Therapists also watch for side effects. Skin redness, fatigue, nausea, and difficulty swallowing are common depending on the treatment site, and therapists are often the first to notice these changes because they see the patient more frequently than the oncologist does. They document what they observe and flag concerns for the doctor. They also talk with family members and caregivers, helping them understand the treatment process and what kind of support the patient may need at home as side effects accumulate over the course of treatment.

Working With the Rest of the Care Team

Radiation therapists don’t work in isolation. They’re part of a team that includes the radiation oncologist (who designs and oversees the treatment plan), the medical physicist (who ensures the machines are calibrated and the plan is safe to deliver), and the medical dosimetrist (who calculates the optimal dose distribution). The oncologist and dosimetrist do most of their work before treatment begins, but the therapist is the person who executes that plan every single day.

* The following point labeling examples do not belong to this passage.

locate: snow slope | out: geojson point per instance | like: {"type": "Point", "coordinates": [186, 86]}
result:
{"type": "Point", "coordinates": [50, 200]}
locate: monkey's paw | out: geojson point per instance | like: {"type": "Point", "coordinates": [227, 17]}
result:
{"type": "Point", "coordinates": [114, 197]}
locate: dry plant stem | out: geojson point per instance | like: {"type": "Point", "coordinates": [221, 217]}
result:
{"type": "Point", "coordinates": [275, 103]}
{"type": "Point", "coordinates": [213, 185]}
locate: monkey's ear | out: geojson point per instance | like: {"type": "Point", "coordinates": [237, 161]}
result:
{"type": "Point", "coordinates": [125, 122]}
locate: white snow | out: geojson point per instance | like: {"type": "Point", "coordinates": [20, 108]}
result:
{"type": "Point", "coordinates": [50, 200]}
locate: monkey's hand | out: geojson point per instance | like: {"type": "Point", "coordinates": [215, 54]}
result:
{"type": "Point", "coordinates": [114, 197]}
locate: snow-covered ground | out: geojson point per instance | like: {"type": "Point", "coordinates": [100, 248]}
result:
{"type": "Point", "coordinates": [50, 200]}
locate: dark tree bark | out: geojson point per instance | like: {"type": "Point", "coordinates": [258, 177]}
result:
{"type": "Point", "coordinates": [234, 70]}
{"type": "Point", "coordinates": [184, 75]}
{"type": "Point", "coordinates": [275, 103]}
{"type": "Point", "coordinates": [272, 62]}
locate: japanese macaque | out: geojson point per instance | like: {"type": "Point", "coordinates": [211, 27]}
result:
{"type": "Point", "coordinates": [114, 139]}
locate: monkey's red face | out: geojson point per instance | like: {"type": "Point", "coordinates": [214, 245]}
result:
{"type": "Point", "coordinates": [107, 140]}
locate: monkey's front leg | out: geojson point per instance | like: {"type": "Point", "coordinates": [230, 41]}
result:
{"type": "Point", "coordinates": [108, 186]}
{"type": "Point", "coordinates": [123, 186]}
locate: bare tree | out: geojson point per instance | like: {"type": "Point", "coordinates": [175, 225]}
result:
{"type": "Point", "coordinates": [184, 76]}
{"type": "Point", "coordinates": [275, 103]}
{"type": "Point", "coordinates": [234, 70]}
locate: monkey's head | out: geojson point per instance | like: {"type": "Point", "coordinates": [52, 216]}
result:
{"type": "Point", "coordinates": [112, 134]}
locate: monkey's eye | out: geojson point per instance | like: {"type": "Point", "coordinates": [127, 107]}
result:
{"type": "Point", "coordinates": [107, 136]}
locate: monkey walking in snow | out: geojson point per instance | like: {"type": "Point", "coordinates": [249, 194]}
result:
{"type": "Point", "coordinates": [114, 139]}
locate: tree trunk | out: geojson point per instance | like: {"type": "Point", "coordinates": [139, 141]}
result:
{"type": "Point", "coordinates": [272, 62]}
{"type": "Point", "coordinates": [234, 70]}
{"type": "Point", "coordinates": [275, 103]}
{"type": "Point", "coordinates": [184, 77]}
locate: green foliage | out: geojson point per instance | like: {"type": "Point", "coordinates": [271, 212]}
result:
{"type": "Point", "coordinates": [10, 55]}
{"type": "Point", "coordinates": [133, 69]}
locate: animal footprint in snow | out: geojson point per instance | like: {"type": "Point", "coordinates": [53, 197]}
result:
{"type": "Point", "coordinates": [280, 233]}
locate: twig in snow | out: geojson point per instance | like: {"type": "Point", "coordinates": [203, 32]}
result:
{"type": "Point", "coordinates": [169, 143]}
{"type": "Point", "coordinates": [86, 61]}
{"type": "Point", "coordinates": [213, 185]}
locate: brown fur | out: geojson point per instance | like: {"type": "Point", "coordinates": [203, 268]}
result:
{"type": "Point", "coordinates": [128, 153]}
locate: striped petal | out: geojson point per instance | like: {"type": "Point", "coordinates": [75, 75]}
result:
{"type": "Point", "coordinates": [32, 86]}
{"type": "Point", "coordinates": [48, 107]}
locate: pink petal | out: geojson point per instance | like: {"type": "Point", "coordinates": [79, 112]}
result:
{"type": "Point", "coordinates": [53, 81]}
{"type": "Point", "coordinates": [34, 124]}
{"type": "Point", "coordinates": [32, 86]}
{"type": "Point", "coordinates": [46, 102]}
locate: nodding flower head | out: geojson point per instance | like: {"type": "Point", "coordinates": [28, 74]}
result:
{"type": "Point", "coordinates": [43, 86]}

Communication between these roles is constant. If a therapist notices that a patient has lost weight or that a tumor appears to have shifted on the daily imaging, they bring it to the oncologist’s attention so the plan can be adjusted. On adaptive treatment platforms, this collaboration happens in real time during each session, with all three professionals reviewing updated images and approving modified plans before the beam turns on.

Radiation Safety Throughout the Day

Protecting patients from unnecessary radiation exposure is a core responsibility. Therapists follow the ALARA principle (keeping radiation “as low as reasonably achievable”) by shielding areas that don’t need to be treated and using the minimum imaging dose needed for accurate positioning. They also protect themselves. During treatment delivery, they operate the machine from behind a shielded wall. Personal dosimeters track their cumulative radiation exposure over time, ensuring it stays well within safe limits. The treatment vault itself is designed with thick concrete walls so that no radiation escapes the room.

Documentation and End-of-Day Tasks

Every treatment session generates records that need to be accurate and complete. Therapists log the dose delivered, the imaging used for positioning, any shifts made to the patient’s setup, and observations about the patient’s condition. These records are reviewed by the oncologist and become part of the patient’s permanent medical file. At the end of the day, therapists may also assist with treatment planning sessions for new patients, help with machine maintenance tasks, or prepare for the next day’s schedule. In large cancer centers that treat over 150 patients daily across multiple machines, coordination and scheduling are a constant background task that keeps the department running smoothly.